A família e a comunidade do Quilombo Pitanga dos Palmares, em Simões Filho, na Bahia, enfrentam mais um capítulo de dor e impunidade. O Ministério Público do estado pediu o arquivamento das investigações sobre a morte do ativista Flávio Pacífico dos Santos, o Binho do Quilombo. Ele foi assassinado a tiros dentro do próprio carro, no território quilombola, em setembro de 2017.

A decisão judicial ocorre em um contexto familiar profundamente marcado pela violência. Binho era filho da respeitada líder quilombola Mãe Bernadete, que também foi brutalmente assassinada seis anos depois, em 2023. Mãe e filho eram vozes ativas na resistência contra a instalação de um aterro de entulho próximo à comunidade.

O empreendimento é operado pela empresa Naturalle.
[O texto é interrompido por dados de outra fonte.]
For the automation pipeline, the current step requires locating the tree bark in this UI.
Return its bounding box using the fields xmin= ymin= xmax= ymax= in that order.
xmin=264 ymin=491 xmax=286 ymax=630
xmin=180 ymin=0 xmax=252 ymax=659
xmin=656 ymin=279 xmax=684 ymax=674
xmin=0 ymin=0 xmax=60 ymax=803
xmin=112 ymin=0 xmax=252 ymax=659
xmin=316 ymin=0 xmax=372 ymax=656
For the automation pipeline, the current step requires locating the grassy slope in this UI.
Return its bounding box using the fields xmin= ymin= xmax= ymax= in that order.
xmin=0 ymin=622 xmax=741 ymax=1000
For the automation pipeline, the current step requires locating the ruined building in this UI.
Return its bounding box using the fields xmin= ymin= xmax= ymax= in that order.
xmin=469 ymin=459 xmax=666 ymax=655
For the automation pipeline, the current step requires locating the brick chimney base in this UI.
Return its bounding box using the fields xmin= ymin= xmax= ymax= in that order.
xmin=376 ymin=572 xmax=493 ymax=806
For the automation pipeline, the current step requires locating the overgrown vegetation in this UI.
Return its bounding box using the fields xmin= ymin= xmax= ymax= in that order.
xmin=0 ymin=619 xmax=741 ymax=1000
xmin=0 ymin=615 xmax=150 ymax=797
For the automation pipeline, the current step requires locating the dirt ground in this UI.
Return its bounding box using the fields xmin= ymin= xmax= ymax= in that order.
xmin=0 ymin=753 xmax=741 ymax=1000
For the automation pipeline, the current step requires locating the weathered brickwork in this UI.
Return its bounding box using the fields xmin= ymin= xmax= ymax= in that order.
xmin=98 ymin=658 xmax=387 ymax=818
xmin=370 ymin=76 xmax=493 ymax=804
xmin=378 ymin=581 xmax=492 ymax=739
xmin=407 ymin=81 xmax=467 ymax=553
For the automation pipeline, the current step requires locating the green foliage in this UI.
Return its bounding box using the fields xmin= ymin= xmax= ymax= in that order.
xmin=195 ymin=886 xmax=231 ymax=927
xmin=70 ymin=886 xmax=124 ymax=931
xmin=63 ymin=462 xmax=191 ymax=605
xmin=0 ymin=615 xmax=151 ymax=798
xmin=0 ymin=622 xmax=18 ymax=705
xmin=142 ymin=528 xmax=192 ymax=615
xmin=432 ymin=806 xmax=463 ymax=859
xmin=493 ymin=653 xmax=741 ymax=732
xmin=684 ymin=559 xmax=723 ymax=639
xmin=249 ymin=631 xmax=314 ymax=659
As investigações policiais, no entanto, não conseguiram estabelecer uma ligação direta entre os dois crimes homicidas e a instalação desse aterro. Para o Ministério Público, as apurações se esgotaram sem encontrar indícios mínimos sobre a autoria do crime contra Binho.
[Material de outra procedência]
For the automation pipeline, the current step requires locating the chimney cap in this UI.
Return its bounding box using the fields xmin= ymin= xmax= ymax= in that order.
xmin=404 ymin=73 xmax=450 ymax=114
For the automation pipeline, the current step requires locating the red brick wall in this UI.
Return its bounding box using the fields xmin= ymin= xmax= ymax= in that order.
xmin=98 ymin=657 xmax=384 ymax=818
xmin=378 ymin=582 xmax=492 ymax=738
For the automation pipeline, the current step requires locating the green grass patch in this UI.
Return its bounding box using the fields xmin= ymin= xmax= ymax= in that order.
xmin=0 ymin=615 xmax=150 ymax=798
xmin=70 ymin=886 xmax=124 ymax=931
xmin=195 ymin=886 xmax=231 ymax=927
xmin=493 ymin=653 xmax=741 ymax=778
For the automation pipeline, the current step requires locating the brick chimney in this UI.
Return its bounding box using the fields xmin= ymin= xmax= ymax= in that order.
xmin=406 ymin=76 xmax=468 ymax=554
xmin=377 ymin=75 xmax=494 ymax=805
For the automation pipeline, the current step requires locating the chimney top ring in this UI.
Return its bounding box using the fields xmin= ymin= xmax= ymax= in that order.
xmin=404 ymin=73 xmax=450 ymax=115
A promotoria argumenta que a falta de elementos concretos impossibilita o oferecimento de uma denúncia à Justiça. O caso estava sob a responsabilidade da 7ª Promotoria de Justiça desde 2018. A decisão de pedir o arquivamento foi tomada após considerar todas as possibilidades investigativas já realizadas.

A família, porém, vive a angústia de sentir que pistas importantes não foram devidamente consideradas. Três meses após o crime, eles conseguiram e entregaram à polícia vídeos e fotos de um carro, com placa identificada, supostamente usado pelos assassinos. Esse material, segundo eles, não foi suficiente para levar o caso adiante.

A revolta e a decepção são sentimentos explícitos entre os parentes. Jurandir Pacífico, irmão de Binho e filho de Mãe Bernadete, questiona publicamente a decisão. Ele destaca a existência das imagens e demanda explicações claras sobre o motivo do arquivamento do inquérito.

O longo caminho por justiça

A situação se complica ainda mais com os desdobramentos do caso de Mãe Bernadete. O júri popular que julgará os acusados pelo assassinato da líder, marcado inicialmente para fevereiro, foi adiado para abril. A nova data traz mais ansiedade e a sensação de que a Justiça tarda a chegar.

Mãe Bernadete foi executada aos 72 anos, no mesmo quilombo onde o filho foi morto. Ela havia assumido publicamente a luta de Binho contra o aterro, que chamava de "maldito lixão". Dois anos antes do crime, ela foi incluída em um programa de proteção a defensores de direitos humanos.

O programa previa câmeras de segurança e escolta policial. No dia do assassinato, porém, a maioria das câmeras não funcionava e não havia policiamento no local. A líder foi atingida por 22 disparos, em um crime de extrema violência e crueldade.

Contextos e investigações paralelas

O Ministério Público da Bahia aponta que o assassinato de Mãe Bernadete está ligado a sua oposição à expansão do tráfico de drogas na região. Dois homens foram indiciados e responderão por homicídio qualificado. A empresa Naturalle, em nota anterior, lamentou as mortes e disse esperar que as autoridades elucidassem os crimes.

Para a família, os dois casos são faces da mesma moeda: a resistência pela terra e pelos direitos da comunidade. O adiamento do julgamento é visto como uma manobra para atrasar a prestação de contas à sociedade. Jurandir Pacífico descreve a sensação como um "soco no estômago".

A esperança agora se volta para o novo julgamento marcado. A comunidade aguarda que o mês de abril traga, enfim, um passo decisivo no longo caminho por verdade e justiça. A memória de Mãe Bernadete e de Binho segue viva, alimentando a luta do Quilombo Pitanga dos Palmares.